Kamm on Lebanon: full marks

Oliver Kamm's Guardian article today (18 August) gets it right first time, and should be compulsory reading for all those who have been berating Tony Blair for not having demanded an immediate unconditional cease-fire from the first day of the Israeli counter-offensive.  The only additional point that Kamm omits is to expose the fallacy which assumes that if the British government had 'demanded' a cease-fire, a cease-fire would immediately have taken place.  In fact it's hard to see how such a demand could have affected events on the ground in any way. 

I realise that Mr Kamm's views are sometimes controversial (and that this is an example of that).  But being controversial doesn't make them wrong. 

Those who have posted dissenting comments on earlier Ephems items here — and in doing so have often opened up informative and challenging debate — may be assured that their silence on this item will not be taken as indicating their agreement.  If you feel like continuing these discussions I suggest that you do so by adding comments to the earlier item on 'Who won? No-one, yet'.  Comments on specific points in Oliver Kamm's piece are of course welcome either here or on the Guardian's Comment is Free blog where the Kamm article also appears. 
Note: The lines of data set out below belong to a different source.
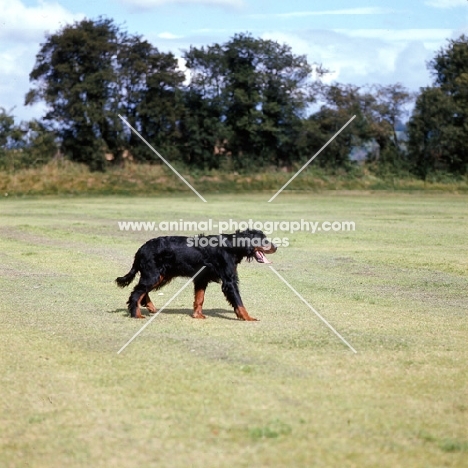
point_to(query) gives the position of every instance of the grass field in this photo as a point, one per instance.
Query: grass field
(281, 392)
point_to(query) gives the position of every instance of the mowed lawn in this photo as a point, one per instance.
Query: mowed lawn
(280, 392)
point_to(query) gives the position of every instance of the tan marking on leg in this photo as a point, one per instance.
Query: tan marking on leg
(242, 314)
(138, 310)
(198, 304)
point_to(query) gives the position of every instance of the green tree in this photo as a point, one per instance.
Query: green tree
(256, 90)
(438, 128)
(26, 144)
(378, 111)
(91, 71)
(148, 84)
(74, 75)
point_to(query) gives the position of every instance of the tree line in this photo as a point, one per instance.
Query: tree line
(246, 104)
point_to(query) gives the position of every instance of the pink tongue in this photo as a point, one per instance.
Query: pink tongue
(260, 257)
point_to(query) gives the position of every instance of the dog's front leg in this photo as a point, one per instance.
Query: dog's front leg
(198, 303)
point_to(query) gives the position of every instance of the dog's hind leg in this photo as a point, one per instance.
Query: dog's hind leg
(148, 303)
(200, 288)
(231, 291)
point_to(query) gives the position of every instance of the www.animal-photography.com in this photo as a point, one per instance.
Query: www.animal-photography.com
(233, 234)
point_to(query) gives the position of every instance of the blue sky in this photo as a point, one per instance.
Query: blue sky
(362, 42)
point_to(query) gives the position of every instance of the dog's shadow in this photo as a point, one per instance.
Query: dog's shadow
(209, 313)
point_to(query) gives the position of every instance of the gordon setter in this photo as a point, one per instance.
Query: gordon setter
(164, 258)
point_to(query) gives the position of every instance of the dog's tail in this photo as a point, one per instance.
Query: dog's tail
(123, 281)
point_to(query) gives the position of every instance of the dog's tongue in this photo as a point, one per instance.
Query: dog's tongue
(260, 257)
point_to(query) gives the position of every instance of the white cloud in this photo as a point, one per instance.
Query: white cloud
(363, 57)
(169, 36)
(22, 23)
(446, 3)
(148, 4)
(22, 28)
(347, 11)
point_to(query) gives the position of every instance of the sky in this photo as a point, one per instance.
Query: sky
(360, 42)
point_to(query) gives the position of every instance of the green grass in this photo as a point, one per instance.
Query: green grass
(281, 392)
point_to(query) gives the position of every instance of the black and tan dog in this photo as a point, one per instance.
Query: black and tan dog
(164, 258)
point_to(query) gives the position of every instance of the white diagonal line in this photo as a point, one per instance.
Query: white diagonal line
(161, 309)
(313, 310)
(157, 154)
(311, 159)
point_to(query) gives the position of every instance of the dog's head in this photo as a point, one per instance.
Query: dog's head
(253, 244)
Footnote for nerds:  this is the first post that I have written in MS Windows Live Writer (Beta), an editor or virtual word processor specially designed for writing and uploading blog entries.  It's easy to download, install, and (so far) use.  Hat-tips: Owen's blog (how did you guess?) and Jack Schofield's Newsbytes in Technology Guardian of 17 August 06.

Brian

1 Response

  1. Rob says:

    Kamm's argument strikes me as being something like, we should be pleased about Israel's attempts to destroy Hizbullah because Hizbullah is an Iranian proxy, and Iran is generally evil. Granting that, none of which I'm particularly well-placed to dispute, what seems lacking in Kamm's argument is, first, the sense that even if all that's true, it might not justify having used the specific methods Israel used to attempt to destroy Hizbullah, and second, the sense in which even if all that's true, Hizbullah hasn't yet been disarmed, and is I think in a stronger political position than it was before the conflict. We might call Kamm's argument the 'any means' argument: his assumption seems to be that if an end is good, then anything which might serve as a means to it must be good. That's clearly a not very good argument. Also, ought I to take from your agreement with Kamm that you've given up on the Hizbullah are an existential threat line?

    Brian replies: Not at all.  Your argument seems to deny Israel's right to defend itself by the use of such force as will offer the best possible chance of preventing or significantly reducing the scope of future aggression against it, provided that the force used is proportionate to that aim (it doesn't have to be, and indeed can't logically be, proportionate to individual acts of aggression against it).  Past and present aggression by Hezbollah, Hamas, etc., is entirely within the context of the objective of wiping the state of Israel off the map.